Были там и прозаики: женщина-скорняжка, миловидная, молчаливая, всех любящая до слез, совершенно одинокая, кроме родного литобъединения, у нее никого не было. Она писала новеллы на историческую тему и особенно прославилась рассказом, появившимся в городской газете к столетию Парижской коммуны, где действовал отчаянный якобинец; рассказ хвалили, мужчины литобъединения на очередное заседание преподнесли автору гвоздики, и никому, даже Федорчуку, не пришло в голову, что в 1870 году не было и в помине никаких якобинцев. Прозаические произведения писали и братья Текучевы — лирические миниатюры и юморески, по три-четыре рассказа на брата; литобъединенцы давно поделились на два лагеря: одни считали наиболее талантливым из близнецов Диму, другие Валерия.

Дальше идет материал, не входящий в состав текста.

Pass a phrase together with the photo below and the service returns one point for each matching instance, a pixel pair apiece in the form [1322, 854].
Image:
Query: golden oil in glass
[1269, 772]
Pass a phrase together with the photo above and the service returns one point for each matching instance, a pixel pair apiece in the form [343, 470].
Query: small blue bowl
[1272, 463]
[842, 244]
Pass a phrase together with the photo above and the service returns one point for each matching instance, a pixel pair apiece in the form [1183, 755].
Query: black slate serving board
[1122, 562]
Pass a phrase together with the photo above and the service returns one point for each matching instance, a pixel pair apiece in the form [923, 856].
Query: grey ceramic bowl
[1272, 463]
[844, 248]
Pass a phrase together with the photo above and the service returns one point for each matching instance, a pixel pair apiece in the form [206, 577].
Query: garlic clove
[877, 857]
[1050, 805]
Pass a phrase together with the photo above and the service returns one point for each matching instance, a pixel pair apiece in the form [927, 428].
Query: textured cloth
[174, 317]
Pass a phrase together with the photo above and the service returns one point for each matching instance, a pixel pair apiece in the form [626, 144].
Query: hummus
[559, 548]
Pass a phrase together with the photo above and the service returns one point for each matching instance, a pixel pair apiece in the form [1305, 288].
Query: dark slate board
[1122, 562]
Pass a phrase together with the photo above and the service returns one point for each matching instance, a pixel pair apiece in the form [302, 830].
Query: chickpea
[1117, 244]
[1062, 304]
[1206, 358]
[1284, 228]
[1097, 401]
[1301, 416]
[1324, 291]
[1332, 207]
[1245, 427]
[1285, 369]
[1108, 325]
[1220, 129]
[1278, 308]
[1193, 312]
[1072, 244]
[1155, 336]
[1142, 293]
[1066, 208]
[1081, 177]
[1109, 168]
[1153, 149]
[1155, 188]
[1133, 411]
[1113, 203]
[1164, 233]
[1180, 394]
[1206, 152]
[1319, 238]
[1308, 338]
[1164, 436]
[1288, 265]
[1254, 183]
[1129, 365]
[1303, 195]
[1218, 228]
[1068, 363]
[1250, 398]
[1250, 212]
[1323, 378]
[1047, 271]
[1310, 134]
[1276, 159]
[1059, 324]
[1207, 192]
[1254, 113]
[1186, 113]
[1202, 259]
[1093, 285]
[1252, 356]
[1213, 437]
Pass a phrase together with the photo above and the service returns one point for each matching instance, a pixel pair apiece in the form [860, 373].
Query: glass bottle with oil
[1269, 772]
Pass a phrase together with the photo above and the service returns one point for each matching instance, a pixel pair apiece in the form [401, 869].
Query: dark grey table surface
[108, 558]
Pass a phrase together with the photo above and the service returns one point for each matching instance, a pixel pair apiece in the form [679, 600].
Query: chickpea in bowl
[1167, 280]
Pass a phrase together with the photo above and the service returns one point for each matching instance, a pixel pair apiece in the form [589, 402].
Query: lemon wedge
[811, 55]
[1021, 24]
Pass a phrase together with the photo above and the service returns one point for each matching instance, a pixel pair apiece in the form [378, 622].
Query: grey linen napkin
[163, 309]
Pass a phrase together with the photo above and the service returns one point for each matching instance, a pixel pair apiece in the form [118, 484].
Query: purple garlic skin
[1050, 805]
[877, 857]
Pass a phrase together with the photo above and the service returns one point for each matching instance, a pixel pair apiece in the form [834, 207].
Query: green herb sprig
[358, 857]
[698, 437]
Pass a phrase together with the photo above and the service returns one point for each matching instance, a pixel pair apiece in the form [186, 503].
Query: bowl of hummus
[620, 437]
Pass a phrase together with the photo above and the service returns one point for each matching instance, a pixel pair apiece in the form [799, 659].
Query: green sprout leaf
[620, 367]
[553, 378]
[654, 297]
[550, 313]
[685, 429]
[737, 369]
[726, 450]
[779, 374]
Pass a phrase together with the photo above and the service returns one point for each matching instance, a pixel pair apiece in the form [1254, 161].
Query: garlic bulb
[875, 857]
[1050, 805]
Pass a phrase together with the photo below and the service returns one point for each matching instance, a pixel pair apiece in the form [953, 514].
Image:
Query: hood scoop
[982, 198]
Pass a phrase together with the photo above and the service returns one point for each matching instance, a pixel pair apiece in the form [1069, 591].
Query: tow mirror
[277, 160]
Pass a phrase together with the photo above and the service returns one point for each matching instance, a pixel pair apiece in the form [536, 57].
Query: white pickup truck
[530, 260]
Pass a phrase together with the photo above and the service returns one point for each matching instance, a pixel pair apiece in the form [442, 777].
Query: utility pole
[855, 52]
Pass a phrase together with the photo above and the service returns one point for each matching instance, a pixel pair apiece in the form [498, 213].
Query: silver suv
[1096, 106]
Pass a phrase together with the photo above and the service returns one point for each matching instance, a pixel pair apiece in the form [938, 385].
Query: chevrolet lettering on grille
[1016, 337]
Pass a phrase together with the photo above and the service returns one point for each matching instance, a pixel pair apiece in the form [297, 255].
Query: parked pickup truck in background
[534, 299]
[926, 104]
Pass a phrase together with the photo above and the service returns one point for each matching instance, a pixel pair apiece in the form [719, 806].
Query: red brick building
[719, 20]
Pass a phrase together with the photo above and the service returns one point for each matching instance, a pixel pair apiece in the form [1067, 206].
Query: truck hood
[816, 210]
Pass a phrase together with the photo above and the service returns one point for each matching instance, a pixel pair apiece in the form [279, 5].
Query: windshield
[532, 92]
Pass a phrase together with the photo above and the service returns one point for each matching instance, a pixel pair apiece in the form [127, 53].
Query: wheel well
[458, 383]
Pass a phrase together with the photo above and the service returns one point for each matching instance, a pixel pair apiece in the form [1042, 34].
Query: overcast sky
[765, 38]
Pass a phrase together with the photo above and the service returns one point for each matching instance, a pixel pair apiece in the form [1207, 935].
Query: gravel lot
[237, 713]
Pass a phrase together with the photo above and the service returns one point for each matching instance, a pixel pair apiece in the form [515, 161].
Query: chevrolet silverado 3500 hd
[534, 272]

Конечно, всем этим людям было далеко до блестящего Паши, что ни говори, думала Томка. Днем она, смертельно раненная неутоленной любовью, кое-как справлялась со своими делами: надо было обихаживать Тотошу, обшивать заказчиц; ей казалось, что из-под иглы машинки уже который месяц лезет одно и то же платье, огромное, которое она шьет и шьет, и конца этому не видно, хотя на самом деле платья были разные, как и люди, их заказавшие, не походили друг на друга: сарафан а-ля рус, платье-коктейль (и где они, коктейли, в наших палестинах?), строгий учительский костюм (к доске пойдет Козлов! не прячь голову, Володя, иди-иди!), выпускное, свадебное, к которому Томка навострилась шить из тюля фату, затканную серебристыми цветочками из засахаренного шелка, с серебристой каймой, романтическая фата с напуском на лицо, таинственно и невинно сияют глаза, 65 руб. 00 коп., хотите — берите, хотите — погодите, все одно в комиссионке купят. Тотоша ползал, подбирая тряпочки, тесемки, лепестки цветов на тонких проволочках, складывал их в кастрюлю, заливал водой, «варил борщ»... Ты моя золотая рыбочка! Вечерами Томка сидела над миниатюрными фотошпаргалками школьных сочинений, которые добыли для нее братья Текучевы, читала образ Ниловны как представительницы пробуждающегося сознания в народе и думала о Паше. О Паша, Паша, Павел Ерофеевич! Она боялась обернуться: ей казалось — Паша, как обычно, возлежит у нее за спиной на тахте с книгой «Тысяча и одна ночь» в одной руке, а другая задумчиво тянется к вазе с рахат-лукумом. Томка разражалась слезами: где ты, мой фейерверочный Паша?! И Паша откликнулся на призыв.